Fall Abduschaparow: UCI-Präsident wehrt sich gegen Verdacht der Verharmlosung11.09.97 - Nachdem das IOC vergangene Woche angekündigt hatte, den Doping-Fall Abduschaparow nochmals aufzurollen (s. News 03.09.97) und dabei auch die UCI heftig kritisiert worden war (IOC-Vizepräsident Prinz Alexandre de Merode war laut L'Equipe "schockiert über die Laschheit der UCI"), wehrt sich nun UCI-Präsident Hein Verbruggen gegen die Vorwürfe.

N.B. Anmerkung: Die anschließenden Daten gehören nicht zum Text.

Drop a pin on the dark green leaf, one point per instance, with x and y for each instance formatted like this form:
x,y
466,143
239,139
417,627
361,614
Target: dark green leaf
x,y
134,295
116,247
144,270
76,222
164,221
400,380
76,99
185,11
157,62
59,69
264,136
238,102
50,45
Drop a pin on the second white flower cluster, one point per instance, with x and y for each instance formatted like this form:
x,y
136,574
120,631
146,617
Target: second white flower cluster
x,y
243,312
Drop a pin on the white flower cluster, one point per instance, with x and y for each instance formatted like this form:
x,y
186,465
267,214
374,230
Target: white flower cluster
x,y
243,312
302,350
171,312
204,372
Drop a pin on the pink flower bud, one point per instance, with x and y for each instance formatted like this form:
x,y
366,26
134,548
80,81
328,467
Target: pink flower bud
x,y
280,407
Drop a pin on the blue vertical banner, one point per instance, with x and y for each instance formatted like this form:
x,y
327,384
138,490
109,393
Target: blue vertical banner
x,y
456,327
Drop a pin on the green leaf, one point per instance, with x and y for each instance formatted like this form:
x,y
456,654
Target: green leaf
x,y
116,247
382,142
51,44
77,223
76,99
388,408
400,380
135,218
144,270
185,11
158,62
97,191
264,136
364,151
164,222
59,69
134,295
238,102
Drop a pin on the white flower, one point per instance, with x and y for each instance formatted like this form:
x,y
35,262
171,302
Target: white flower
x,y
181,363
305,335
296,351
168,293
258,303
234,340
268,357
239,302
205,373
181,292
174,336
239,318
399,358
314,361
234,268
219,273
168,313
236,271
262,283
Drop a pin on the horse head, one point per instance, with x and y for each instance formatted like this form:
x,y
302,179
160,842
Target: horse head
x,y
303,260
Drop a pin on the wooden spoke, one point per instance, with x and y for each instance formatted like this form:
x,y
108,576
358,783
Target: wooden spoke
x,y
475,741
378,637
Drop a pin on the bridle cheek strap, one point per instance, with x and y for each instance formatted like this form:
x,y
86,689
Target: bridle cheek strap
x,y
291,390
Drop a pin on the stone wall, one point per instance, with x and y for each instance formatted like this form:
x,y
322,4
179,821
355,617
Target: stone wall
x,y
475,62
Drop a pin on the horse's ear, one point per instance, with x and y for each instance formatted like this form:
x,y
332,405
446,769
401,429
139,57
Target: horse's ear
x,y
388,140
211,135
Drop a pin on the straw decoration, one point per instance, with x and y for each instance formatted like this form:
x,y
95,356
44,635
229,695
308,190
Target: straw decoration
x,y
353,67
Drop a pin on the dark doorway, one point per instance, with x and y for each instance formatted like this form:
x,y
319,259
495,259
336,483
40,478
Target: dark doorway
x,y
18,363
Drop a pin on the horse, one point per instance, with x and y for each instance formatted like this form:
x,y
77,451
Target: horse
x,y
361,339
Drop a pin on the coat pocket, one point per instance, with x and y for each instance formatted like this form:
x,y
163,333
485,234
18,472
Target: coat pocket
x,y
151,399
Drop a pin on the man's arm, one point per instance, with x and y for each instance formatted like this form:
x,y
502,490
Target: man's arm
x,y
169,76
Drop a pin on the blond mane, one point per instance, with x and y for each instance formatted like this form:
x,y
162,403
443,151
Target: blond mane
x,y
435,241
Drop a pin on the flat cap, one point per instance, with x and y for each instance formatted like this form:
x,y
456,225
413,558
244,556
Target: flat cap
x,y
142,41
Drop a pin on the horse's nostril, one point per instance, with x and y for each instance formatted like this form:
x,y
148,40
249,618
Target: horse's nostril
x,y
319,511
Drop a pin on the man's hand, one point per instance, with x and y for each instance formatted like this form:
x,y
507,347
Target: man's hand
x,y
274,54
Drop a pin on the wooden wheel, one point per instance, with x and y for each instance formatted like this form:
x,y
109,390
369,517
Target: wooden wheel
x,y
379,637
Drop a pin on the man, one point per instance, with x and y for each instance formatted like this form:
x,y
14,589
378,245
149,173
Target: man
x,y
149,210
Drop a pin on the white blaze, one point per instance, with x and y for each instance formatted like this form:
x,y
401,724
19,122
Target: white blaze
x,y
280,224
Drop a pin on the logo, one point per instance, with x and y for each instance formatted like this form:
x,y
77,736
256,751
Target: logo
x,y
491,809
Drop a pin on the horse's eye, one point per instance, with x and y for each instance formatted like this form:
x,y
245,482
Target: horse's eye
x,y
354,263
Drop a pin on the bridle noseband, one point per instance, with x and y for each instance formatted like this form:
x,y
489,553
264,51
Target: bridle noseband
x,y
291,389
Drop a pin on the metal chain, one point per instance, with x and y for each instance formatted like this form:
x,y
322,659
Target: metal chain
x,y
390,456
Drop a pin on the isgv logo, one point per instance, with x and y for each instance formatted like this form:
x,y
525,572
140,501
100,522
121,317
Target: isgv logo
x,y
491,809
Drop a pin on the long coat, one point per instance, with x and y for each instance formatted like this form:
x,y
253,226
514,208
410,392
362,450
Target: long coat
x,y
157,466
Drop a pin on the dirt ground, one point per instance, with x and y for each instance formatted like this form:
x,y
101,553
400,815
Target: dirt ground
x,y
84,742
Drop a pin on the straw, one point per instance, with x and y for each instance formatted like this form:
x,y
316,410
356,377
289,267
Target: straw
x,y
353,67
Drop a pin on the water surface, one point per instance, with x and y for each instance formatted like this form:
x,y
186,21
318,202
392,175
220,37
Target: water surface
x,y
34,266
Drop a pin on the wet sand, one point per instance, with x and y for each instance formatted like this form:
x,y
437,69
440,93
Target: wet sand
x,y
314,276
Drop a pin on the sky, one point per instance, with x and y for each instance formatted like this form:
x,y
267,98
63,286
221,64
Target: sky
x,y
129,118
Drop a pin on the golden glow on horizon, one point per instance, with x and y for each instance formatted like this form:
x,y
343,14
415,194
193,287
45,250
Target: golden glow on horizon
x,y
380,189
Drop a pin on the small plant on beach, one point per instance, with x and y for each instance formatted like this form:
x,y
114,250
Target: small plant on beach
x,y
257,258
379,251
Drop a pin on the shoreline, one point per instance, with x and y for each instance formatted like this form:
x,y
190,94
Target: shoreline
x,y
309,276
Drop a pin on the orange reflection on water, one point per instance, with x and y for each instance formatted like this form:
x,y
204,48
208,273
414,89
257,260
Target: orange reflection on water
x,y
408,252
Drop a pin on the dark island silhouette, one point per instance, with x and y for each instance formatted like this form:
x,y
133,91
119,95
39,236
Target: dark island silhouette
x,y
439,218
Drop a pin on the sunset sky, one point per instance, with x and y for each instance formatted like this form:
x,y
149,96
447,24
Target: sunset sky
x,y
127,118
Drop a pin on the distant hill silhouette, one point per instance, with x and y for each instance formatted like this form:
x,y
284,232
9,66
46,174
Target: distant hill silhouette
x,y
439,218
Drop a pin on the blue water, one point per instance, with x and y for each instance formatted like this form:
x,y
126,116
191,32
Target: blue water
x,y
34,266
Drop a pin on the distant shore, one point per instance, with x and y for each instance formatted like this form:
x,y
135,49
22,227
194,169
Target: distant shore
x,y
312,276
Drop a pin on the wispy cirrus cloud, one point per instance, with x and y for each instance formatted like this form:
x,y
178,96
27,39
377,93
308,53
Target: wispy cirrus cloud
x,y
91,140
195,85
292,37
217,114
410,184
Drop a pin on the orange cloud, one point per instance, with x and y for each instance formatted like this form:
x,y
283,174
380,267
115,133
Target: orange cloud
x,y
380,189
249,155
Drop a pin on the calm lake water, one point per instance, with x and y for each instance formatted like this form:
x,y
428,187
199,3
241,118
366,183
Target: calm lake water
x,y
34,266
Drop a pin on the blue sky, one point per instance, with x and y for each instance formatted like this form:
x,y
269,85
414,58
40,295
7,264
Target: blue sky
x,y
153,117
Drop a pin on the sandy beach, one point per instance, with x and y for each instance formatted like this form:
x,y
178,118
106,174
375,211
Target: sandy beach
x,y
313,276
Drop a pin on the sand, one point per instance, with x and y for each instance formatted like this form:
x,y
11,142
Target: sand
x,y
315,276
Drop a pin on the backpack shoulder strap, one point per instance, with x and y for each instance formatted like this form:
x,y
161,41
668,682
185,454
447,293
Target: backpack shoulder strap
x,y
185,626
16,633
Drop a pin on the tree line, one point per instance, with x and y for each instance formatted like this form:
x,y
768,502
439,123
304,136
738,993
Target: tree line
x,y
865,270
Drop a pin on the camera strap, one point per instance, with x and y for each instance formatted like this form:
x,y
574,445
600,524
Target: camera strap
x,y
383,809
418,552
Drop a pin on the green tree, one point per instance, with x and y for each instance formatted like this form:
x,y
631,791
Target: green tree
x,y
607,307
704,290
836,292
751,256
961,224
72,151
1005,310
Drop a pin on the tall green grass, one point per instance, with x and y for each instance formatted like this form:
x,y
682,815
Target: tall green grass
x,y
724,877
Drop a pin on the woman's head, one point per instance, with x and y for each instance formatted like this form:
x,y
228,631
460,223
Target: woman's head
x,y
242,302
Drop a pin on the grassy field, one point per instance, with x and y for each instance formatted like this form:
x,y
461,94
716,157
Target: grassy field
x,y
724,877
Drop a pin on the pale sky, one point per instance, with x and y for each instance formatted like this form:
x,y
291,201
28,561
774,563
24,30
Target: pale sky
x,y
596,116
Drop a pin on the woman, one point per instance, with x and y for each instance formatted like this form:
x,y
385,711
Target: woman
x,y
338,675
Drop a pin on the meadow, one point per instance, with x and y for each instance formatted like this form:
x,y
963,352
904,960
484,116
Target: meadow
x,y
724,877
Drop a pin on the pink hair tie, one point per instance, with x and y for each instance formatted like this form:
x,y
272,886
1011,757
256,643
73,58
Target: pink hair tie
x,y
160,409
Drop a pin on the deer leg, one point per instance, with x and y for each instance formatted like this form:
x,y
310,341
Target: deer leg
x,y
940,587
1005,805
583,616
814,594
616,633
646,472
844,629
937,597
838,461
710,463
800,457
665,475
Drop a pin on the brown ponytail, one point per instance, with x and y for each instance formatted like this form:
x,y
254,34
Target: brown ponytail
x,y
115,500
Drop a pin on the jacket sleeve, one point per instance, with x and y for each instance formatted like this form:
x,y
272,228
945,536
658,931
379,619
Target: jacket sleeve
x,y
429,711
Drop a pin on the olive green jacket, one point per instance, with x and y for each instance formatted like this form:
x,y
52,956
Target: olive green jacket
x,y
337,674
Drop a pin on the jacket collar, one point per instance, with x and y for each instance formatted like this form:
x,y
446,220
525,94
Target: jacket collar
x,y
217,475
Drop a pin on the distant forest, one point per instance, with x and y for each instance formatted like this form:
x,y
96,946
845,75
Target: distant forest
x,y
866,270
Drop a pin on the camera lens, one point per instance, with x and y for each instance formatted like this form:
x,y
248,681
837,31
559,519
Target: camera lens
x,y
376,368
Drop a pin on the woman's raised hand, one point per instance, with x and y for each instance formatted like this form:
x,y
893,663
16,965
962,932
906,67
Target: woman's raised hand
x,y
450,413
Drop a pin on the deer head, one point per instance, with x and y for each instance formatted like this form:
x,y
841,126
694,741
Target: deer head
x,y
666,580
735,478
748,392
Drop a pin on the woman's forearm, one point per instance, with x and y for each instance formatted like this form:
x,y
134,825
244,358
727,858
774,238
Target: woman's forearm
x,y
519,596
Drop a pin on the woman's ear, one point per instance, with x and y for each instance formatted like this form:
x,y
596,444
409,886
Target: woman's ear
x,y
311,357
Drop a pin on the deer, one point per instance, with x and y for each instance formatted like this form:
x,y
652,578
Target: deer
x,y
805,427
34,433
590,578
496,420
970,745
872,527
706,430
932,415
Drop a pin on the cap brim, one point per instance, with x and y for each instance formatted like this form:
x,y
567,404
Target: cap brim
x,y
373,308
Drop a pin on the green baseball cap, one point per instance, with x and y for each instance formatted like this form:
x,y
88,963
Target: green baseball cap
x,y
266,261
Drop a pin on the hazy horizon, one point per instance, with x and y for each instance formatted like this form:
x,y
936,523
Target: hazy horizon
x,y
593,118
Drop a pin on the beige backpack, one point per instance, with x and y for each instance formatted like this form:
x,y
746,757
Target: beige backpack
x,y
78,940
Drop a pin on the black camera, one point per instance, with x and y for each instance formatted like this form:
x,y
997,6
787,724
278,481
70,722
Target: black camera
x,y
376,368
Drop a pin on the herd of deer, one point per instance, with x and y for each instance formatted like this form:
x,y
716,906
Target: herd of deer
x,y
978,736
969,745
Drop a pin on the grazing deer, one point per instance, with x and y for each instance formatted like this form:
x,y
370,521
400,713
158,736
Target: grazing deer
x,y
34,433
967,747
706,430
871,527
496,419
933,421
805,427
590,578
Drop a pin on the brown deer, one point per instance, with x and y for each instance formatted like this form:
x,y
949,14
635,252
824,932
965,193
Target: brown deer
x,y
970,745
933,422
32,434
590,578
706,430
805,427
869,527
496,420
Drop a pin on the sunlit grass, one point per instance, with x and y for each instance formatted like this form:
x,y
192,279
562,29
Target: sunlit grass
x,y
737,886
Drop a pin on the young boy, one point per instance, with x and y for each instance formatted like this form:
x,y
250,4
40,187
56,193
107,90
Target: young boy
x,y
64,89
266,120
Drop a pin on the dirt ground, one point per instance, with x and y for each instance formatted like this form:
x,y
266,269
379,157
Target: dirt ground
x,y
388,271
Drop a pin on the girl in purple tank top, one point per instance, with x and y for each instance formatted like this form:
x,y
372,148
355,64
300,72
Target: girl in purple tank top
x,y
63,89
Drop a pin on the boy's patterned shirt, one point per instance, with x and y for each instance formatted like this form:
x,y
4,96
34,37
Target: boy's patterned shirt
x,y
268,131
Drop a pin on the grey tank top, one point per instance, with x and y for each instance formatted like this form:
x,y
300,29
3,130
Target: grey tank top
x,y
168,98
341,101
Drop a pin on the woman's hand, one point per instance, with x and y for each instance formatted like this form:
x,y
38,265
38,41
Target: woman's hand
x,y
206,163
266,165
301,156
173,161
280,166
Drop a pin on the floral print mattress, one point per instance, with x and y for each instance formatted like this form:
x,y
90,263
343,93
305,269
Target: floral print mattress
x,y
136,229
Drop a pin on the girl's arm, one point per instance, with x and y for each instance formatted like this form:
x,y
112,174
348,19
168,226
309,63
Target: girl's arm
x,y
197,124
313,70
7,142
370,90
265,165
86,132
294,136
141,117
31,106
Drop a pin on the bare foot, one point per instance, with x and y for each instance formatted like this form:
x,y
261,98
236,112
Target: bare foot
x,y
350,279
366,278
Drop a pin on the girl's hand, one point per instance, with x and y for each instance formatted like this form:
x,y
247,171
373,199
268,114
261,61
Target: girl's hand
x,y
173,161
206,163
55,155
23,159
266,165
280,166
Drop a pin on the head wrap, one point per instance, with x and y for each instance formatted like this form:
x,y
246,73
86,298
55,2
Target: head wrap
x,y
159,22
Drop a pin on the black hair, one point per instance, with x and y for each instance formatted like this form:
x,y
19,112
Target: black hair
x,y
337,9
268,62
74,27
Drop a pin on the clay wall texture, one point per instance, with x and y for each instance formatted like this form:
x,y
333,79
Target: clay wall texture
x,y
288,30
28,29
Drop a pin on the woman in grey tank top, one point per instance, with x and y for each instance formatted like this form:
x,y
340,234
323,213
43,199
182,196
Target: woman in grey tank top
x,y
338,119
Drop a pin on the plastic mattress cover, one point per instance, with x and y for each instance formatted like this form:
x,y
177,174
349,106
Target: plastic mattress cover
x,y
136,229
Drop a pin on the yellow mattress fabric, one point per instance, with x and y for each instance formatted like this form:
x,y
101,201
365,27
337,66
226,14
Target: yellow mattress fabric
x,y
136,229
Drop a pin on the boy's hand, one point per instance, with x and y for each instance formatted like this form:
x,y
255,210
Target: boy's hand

"Ich habe diese Pauschalurteile über unseren Sport satt", wird Verbruggen am Donnerstag in der FAZ zitiert. Der UCI-Präsident ging nun im Fall Abdu in die Offensive und es werden weitere Einzelheiten des dubiosen Falls publik. Die Frankfurter Allgemeine Zeitung schreibt am Donnerstag:
Der UCI-Präsident hat die letzten biologischen Etappen des Serientäters exakt protokolliert: "Um zu beweisen, daß wir diesen Fall keineswegs so gleichgültig behandelt haben, wie man uns vorwirft." Immer wieder geht es um Bromatan, dem die Sportmediziner eine maskierende und eine aufputschende Wirkung zuschreiben. Mit dieser Substanz ist Abduschaparow im April zweimal ertappt worden. Die Analyse-Ergebnisse aus den Labors in Paris und Gent waren nach den UCI-Regeln aber noch keine Dopingfälle. Das IOC hatte Bromatan zwar schon zum 1. Februar auf die Verbotsliste gesetzt, der Radsport-Weltverband aber erst mit Wirkung vom 1. Mai. Doch Abduschaparow blieb seinem "Hausmittel" treu, er fiel noch einmal im Mai und zweimal im Juni mit Bromatan auf. Diesmal stellte die Anti-Doping-Kommission (der UCI) regelrechte Doping-Vergehen fest. Am 2. Juli ging ein ein Brief an den usbekischen Sportverband heraus mit der Aufforderung, die entsprechenden Sanktionen zu ergreifen (...)
(Am 8. Juli) erfuhr auch Abduschaparow offiziell von der UCI, daß man seinen Landesverband und sein belgisches Team Lotto von den positiven Test vor der Tour informiert habe. Just an diesem Tag fiel der Usbeke dann gleichzeitig mit Bromatan sowie dem Kälbermast- und Katrin-Krabbe-Mittel Clenbuterol auf. Am 11. Juli, nach dem positiven Resultat der B-Probe, schloß ihn die UCI von der Tour aus (s. News 11. und 12.07.97).
(...) Der Weltverband, der solche Vergehen im ersten Fall mit sechs bis zwölf Monaten, beim zweiten Verstoß mit 12- 24 Monaten und beim dritten Fehltritt mit lebenslänglichen Ausschluß bestraft, hat Abduschaparows Suspendierung am 5. August bestätigt. Der erste Auschluß galt nur für die Zeit der Tour - eine Disqualifikation mit Risiko. Denn wenn der Abschluß des ordentlichen Verbandsverfahren, eine Klage vor dem Internationalen Sportgerichtshof in Lausanne oder vor einem ordentlichen Gericht zum Unschuldbeweis führen sollte, dann könnte Abduschaparow den Weltverband mit hohen Schadenersatzforderungen behelligen. (...) (Verbruggen:) "Wir haben gute Rechtsanwälte und waren zu 99,9 Prozent von Abduschaparows Schuld überzeugt."